The United Nations said Friday that nearly 50 civilians have been killed in clashes and attacks in Ethiopia's Amhara region over the past month.

Ethiopia's second most populous region has been wracked by unrest for months, with a number of clashes between the Ethiopian military and ethnic Amhara militia known as Fano in recent weeks.

"It is imperative that all parties refrain from unlawful attacks and take all necessary measures to protect civilians," Seif Magango, a spokesperson for the U.N. human rights office, said in a statement.

He voiced particular concern at "the devastating impact of drone strikes and other violence on the population in the Amhara region" amid the ongoing clashes.

At least 47 people had been killed in five different attacks since early October, he said.

"They were all civilians," he told AFP.

U.S. Secretary of State Antony Blinken voiced alarm about the violence in a telephone call Friday with Ethiopian Prime Minister Abiy Ahmed.

Blinken "stressed the importance of dialogue and negotiation to resolve conflict," State Department spokesman Matthew Miller said.

He separately praised Abiy for allowing reforms to monitoring that persuaded the United States to resume food assistance across Ethiopia, which is also recovering from a bloody two-year war in the Tigray region.

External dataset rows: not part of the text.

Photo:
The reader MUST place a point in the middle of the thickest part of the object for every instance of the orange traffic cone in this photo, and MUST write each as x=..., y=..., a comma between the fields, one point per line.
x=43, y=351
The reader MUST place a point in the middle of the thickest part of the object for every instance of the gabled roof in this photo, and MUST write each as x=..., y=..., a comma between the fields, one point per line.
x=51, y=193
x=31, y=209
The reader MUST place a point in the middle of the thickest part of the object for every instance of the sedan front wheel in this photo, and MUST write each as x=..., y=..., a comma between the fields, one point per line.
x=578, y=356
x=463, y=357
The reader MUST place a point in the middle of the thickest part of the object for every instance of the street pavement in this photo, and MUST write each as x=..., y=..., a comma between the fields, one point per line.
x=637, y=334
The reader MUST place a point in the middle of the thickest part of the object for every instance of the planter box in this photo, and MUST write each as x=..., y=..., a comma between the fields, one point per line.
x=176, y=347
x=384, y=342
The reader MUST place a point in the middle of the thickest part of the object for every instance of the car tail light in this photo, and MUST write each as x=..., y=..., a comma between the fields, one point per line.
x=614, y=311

The U.S. Agency for International Development had halted the aid in June, alleging a systematic campaign to divert food.

Regaining Lalibela

Last week, the Ethiopian army regained control of Lalibela -- a UNESCO World Heritage site renowned for its centuries-old rock churches - after the regional Fano militia had overrun the historic town a day earlier.

There has been no official casualty toll from fighting on Nov. 8, but a church deacon said he had attended the funerals the next day of 16 police officers killed in the clashes. The deacon added that he knew of one civilian who had died and a woman who had been injured.

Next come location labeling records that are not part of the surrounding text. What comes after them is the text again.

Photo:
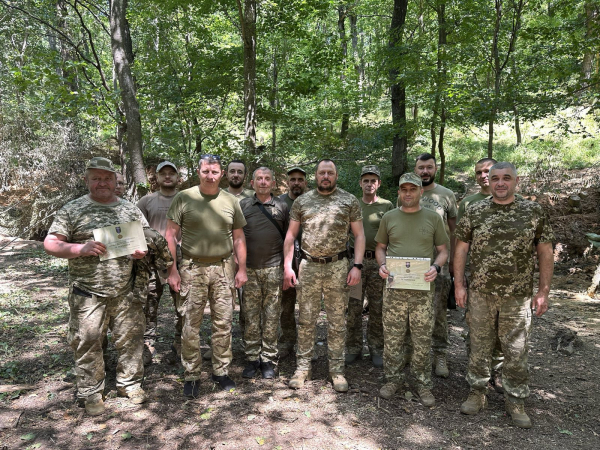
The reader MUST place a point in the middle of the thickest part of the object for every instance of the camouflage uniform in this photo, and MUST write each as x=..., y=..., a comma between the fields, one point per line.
x=442, y=201
x=403, y=309
x=262, y=307
x=502, y=242
x=372, y=288
x=199, y=283
x=289, y=335
x=333, y=213
x=101, y=292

Magango could not provide a toll from those clashes but said a drone attack that hit a bus station in Waber on Nov. 9 killed 13 people waiting to board a bus.

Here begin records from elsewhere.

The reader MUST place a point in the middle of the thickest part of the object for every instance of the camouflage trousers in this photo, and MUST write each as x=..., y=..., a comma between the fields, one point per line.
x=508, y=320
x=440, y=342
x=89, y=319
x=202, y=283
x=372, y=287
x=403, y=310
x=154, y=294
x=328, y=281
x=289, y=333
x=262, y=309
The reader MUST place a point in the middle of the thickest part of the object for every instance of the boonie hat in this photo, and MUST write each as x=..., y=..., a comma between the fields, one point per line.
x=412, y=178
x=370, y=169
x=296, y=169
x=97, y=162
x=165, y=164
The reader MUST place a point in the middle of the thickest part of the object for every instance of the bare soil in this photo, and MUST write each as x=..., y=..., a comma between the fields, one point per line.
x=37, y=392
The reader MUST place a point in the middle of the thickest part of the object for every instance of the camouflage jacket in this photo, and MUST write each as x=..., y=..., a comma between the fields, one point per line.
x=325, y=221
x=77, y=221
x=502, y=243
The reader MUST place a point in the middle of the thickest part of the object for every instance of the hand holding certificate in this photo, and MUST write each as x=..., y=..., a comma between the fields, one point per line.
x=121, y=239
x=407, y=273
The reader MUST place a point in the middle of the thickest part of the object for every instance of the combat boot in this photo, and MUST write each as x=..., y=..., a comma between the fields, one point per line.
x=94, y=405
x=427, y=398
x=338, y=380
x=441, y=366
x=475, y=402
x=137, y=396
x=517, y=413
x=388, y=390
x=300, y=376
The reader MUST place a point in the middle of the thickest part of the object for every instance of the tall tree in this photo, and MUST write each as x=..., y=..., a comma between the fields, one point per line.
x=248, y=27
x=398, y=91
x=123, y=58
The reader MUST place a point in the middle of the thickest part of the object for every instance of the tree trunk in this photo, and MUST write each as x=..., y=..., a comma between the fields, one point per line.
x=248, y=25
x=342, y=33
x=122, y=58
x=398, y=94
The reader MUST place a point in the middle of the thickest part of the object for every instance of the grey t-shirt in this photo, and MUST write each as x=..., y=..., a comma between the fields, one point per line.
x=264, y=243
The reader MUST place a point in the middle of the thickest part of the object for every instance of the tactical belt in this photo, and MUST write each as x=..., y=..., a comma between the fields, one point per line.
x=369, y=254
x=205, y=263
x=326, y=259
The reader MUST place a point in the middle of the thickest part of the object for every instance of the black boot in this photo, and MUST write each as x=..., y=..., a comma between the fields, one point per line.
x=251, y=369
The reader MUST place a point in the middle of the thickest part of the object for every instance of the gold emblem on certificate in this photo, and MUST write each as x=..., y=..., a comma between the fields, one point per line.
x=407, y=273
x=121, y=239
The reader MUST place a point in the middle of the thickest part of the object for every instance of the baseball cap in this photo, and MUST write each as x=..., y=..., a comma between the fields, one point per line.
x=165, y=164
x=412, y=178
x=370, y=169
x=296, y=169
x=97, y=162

"Fano militias were reportedly active in the area and attacking (military) camps ... when the drone struck," he said.

"Such attacks amount to arbitrary deprivation of life under international human rights law."

Three days earlier, a drone allegedly launched by government forces struck a primary school in Wadera district, killing seven people, including three teachers, he said.

On Nov. 4, six people were killed and 14 injured when government forces shelled residential areas in the Central Gondar Zone, he said.

"Many of the victims were killed in their homes."

Magango said 21 others, including government and ruling party officials, were killed by Fano militia in separate attacks in the region on Oct. 9 and Oct. 28.

Although Fano fought alongside federal troops in the two-year war in neighboring Tigray region, tensions boiled over after Addis Ababa announced in April that it was dismantling regional forces across Ethiopia.

The Ethiopian government imposed a state of emergency in August after fighting broke out in Amhara, raising new concerns about the stability of Africa's second most populous country.